Zor bir gün daha bitiyor, insan idrâk ettikçe günler kolay olmaktan çıkıyor, zorlaşıyor.
Fark ediyorsun ki, her an seçimler yapmaktasın ve yaptığın her seçimle, esasen kim olduğunu seçmektesin. Hiçbir ufak, kıymetsiz değil; hiçbir an, kaderin boşluğuna denk gelmiyor. Rüyalarımızda bile, rûhumuzun akislerini yansıtarak hareket ediyoruz. Işığımız neredeyse gerisine gölgemiz düşüyor, aydınlıkta her ayrıntısıyla görmek istediğimiz şeyler neler, kandili nereye tutmalıyız, biz seçiyoruz. Neyi arkamızda bırakacağımızı ve neyi loş göreceğimizi, biz seçiyoruz.
Duâlar ediyoruz; isteklerimiz kimi vakit kabul oluyor, kimi vakit olmuyor. Ya da bize öyle geliyor. Ama duâ ile ne isteyeceğimizi biz seçiyoruz. Talebenin kalitesi, sorusundan belli olur, der ya hocalar… Duâmızla kendimizi belli ediyoruz, kim şâhitlik ediyor, kim “âmin” diyor; ne denli kabul oluyor, ne vakit kabul oluyor, orası bizim işimiz değil. Harcımızca ve nasibimizce duâ edebiliyoruz.
Dedim ya, zor bir gün daha bitiyor. Kimse için kolay değil bugün, herkes kendine göre nimetlerle ve imtihanlarla donatılmış. Nimetine bakıp gıpta ettiklerimiz oluyor, imtihanlarını görmezden geliyoruz. “Onunkinden” istiyoruz, kendimizinkini inşâ etmeye tembeliz. Üstelik bir hantallık çökmüş üstümüze...
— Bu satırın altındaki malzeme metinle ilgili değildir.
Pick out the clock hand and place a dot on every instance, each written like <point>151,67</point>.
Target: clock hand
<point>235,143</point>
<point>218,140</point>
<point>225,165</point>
Kendi yorgun hareketlerimizden de bunalmışız, içten içe, yırtarak da olsa açmak istiyoruz havayı boğan perdeyi, ufuklara koşmak istiyoruz. Nice vakittir ki biz, ruhumuzu perişan ediyoruz. Aklımızla ve bize dayatılanı sevmekle sevmemek arasındaki kalbimizle, terbiye edilmeye çalışılan, ama her duraksayışta pençelerini çıkaran hırslarımızla, her şeye rağmen güzel sesli vicdanımızla, arada kalan rûhumuz… Hırpalanıyoruz.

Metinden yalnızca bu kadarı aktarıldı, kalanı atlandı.